When I was about midway through my time in the MFA program, I was diagnosed with brain cancer.[7] I found out in April and spent the cruel month in bed with the sliding glass door open so I could smell the lilac bush that bloomed and died so quickly every Spring.  This was the beginning of a dark season of surgeries and treatments.  There was one particular week that I was so physically and mentally ill from the radiation to my frontal lobe that I started to believe it would be easier to be dead then to be alive.  But by some miracle, I managed to get out of bed one afternoon, stumble to campus and catch Louise Glick, who was reading a survey of poems from her long career.  She was so much smaller than I had expected, maybe ninety pounds soaking wet, yet her voice sounded like Maine in the winter – fierce, unconquerable, seductive.  She lulled me into a state of grace.  I think hearing her that day may have saved my life.  That may be my best MFA moment.

Now, a year and a half later and fully recovered, I’ve come to the end of my time in graduate school.  I didn’t make the finish line, but I have no regrets.  I’d go back and do it all again.  But sometimes, even when an experience is a good one, you just know when it is time to say good-bye.

And although I won’t leave with a piece of paper that will allow me to put the initials M.F.A. after my name, it’s okay.  A voice inside me has spoken up and said, “It’s time to move on.”  Even though nothing is wrong, even though I’ve enjoyed my time in grad school, even though I’ve got my health back and I know I’m probably not going to die from cancer, time is still passing.  Long ago, I thought I needed some kind of validation, something I could point to that would prove I was a writer.  I thought I couldn’t call myself a writer until I was published.  Then I was published and I decided I couldn’t call myself a writer until I had an MFA.  But in working towards that MFA what I’ve learned is the only thing I need to do to call myself a writer is write.  Maybe some day someone will buy one of my novels or screenplays.  It’s an exciting fantasy that I keep alive.  I’m not giving up.  I’m not quitting.  I’m just standing up and walking on to the next thing.  I’m just letting the seasons change.

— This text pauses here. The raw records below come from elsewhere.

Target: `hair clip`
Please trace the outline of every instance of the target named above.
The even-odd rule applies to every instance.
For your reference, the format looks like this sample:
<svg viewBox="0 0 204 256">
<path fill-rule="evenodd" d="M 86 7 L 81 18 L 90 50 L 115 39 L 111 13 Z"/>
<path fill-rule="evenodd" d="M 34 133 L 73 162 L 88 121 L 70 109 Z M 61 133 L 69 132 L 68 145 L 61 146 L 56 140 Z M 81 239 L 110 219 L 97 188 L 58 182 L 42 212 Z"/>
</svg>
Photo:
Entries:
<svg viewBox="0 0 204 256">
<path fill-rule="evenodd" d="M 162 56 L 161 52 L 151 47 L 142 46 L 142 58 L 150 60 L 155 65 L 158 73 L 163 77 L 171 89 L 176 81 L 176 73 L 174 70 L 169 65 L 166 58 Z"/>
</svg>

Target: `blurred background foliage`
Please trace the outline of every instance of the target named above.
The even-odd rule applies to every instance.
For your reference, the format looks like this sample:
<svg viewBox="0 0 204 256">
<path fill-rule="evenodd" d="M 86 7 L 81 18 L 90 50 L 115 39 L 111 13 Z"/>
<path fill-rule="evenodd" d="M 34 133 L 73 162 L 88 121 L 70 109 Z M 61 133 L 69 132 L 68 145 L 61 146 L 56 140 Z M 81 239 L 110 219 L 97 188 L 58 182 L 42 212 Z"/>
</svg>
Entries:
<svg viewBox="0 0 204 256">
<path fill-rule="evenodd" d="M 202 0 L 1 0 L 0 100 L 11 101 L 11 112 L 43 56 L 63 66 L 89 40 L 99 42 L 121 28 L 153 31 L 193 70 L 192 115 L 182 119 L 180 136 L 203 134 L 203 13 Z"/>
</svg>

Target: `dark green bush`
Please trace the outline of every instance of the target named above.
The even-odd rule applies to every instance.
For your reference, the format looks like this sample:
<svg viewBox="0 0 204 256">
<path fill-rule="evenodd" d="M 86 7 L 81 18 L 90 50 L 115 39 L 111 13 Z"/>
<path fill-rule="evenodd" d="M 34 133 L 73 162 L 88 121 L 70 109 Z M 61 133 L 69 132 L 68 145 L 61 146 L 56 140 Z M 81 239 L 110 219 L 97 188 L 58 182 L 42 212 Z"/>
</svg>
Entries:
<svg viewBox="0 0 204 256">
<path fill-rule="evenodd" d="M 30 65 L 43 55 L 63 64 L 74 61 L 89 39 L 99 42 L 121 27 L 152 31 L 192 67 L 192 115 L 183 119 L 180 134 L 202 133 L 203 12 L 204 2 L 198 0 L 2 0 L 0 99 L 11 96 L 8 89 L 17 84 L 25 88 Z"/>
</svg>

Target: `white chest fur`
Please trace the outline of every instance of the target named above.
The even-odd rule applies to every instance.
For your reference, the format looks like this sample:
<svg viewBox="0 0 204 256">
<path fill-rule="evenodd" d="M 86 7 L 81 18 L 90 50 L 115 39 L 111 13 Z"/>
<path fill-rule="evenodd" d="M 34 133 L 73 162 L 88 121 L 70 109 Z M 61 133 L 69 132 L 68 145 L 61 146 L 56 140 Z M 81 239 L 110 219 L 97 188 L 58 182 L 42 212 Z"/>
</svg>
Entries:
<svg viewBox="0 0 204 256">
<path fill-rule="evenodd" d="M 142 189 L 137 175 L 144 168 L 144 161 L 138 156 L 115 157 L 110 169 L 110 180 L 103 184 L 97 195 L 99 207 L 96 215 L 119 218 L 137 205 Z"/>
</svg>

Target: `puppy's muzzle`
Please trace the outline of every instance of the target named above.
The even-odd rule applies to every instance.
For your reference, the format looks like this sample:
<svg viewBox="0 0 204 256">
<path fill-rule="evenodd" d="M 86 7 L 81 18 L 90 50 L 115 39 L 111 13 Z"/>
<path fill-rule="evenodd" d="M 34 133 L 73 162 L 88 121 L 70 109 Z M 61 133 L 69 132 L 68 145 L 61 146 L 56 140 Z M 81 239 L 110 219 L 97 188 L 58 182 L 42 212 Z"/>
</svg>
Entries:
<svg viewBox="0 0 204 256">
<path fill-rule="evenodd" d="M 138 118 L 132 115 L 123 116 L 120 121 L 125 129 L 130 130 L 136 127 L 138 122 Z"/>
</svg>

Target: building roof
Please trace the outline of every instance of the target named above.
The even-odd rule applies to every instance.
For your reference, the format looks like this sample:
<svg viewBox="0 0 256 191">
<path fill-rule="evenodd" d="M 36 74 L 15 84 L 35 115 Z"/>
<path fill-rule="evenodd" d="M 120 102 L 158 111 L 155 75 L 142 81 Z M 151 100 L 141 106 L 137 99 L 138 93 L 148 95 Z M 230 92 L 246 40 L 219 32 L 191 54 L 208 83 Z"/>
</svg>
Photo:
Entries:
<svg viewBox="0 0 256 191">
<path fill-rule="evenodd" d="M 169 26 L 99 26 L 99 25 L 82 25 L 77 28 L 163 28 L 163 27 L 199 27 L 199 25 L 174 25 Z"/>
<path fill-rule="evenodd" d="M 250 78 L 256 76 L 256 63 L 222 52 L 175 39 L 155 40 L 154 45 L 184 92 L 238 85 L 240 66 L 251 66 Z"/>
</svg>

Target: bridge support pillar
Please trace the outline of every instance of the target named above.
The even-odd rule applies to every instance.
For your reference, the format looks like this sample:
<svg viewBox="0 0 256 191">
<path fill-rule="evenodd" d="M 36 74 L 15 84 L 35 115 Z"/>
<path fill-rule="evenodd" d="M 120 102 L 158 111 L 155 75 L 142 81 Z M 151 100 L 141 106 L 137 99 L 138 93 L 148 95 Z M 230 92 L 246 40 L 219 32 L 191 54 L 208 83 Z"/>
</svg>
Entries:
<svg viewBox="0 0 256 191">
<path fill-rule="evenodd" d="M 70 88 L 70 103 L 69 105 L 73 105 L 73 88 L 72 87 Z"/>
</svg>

[1] Maybe it was the leftover pesticides from those farms that drove people to do so many crazy things.  Like a cancer cell – only instead on Long Island it was an insanity cell.

[2] Later, when I was a junior high teacher, I read the entire book out loud to my Language Arts class.  I still get facebook postings from them ten years later every time Rob Lowe is on the cover of a magazine.

[3] Getting into an MFA program was an accident.  I just happened to be on campus at the University of New Mexico where I had gotten my law degree when I ran into the director of the MFA program.  I’d taken a writing class with him years before.  I told him I hated my job. You should apply to the MFA program, he said adding that that Friday was the deadline.  So I applied.  And then I was accepted.  And then it just seemed like bad manners to not go.  So I went.

[4] The thousand pages includes: the complete third draft of my first novel, the first 180 pages of my second novel, the first fifty pages of my third novel, three decent short stories, one dramatic screenplay, one horror screenplay and the first thirty pages of a romantic comedy screenplay.

[5] She’s a vegetarian.

[6] Not with Junot Diaz.

[7] If you have to get cancer, get it while you’re an MFA graduate student.  It gives you plenty to write about and all of your friends are usually free during the day.